I hold tight his book of poetry, wondering how it came to be on my bookshelf. Was it a gift? Did my son go into the now-defunct Borders and ask a now-defunct clerk for a book of poetry for his mother on the occasion of her birthday? And did said clerk say “I donna know, man. This one won a prize”, reaching for a book on the prominent end cap in the not so prominent poetry section. Or did he beam from ear to ear and say breathlessly: “I don’t know your mom, but I know just the book, filled with haiku, and longer poems, and imagery and stuff, and some things that have been translated, and if you open the cover and fan the pages before you get home the beauty will fall out leaving butterfly wings in the crease between the pages, between the memory of a Japanese poet and Oh! the translations of Milosz, and fill your car, and your spirit too.”

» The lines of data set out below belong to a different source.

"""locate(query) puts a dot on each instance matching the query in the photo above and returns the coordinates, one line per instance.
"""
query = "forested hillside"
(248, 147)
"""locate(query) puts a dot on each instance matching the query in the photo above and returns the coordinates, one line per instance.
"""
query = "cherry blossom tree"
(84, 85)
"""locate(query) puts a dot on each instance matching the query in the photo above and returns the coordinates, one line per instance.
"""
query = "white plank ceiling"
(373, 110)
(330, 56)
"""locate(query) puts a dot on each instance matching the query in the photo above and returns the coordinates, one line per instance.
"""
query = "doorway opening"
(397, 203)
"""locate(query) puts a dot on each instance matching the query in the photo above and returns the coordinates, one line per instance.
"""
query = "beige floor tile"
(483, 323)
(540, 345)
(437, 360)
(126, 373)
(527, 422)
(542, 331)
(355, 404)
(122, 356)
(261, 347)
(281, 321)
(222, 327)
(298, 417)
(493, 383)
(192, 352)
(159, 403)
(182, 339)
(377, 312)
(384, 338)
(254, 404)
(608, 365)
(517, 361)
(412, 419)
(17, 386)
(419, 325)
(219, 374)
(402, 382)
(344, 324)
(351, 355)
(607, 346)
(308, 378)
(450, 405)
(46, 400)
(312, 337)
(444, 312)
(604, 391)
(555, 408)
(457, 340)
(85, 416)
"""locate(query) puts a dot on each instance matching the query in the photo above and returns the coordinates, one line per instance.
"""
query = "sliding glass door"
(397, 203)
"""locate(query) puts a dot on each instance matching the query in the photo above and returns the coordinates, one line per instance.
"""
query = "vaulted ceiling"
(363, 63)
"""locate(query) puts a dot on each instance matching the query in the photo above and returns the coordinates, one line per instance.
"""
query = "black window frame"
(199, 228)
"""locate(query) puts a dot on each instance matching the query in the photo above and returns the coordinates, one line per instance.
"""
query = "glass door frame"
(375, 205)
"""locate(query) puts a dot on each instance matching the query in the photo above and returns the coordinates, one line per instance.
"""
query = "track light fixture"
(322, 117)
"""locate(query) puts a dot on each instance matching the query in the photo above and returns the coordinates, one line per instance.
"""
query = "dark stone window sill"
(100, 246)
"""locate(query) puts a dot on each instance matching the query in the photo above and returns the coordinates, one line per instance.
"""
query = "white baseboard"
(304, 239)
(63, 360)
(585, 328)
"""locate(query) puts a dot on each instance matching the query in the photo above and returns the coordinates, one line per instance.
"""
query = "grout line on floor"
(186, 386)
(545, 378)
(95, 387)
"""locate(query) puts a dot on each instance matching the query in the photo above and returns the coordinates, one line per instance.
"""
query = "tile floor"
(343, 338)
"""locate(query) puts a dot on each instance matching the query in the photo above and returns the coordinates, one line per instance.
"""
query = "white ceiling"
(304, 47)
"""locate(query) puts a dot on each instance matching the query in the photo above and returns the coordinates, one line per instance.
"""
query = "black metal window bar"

The poet says only four poems are about his drunk mother and he read only two of them. He really writes about other things. But I think they are about his mother too. Those two say all the words that need to be said, not that there aren’t more words written on hearts and tombstones and wild pacific places, washed away by tears and spring rains, that sometime tiptoe past the dark places, that will be spun into song later. “He who receives the shock of love returns to his books with an altered face”, he tells the audience, quoting Zagajewski. Seek wonder and an interesting life, he says.
“I had this idea”, he told us, “that if I wrote a prose paragraph every day I would have a record of a life”. But, he warned, it isn’t so easy. And it is not.
This is not my song. But it may help me sing.
I keep thinking of this line which he did not read: You can fall a long way in sunlight. I take my copy of The Apple Trees of Olema, freshly signed by Mr. Hass, where I find this line on page 14, and I walk to my car with a lyric smile.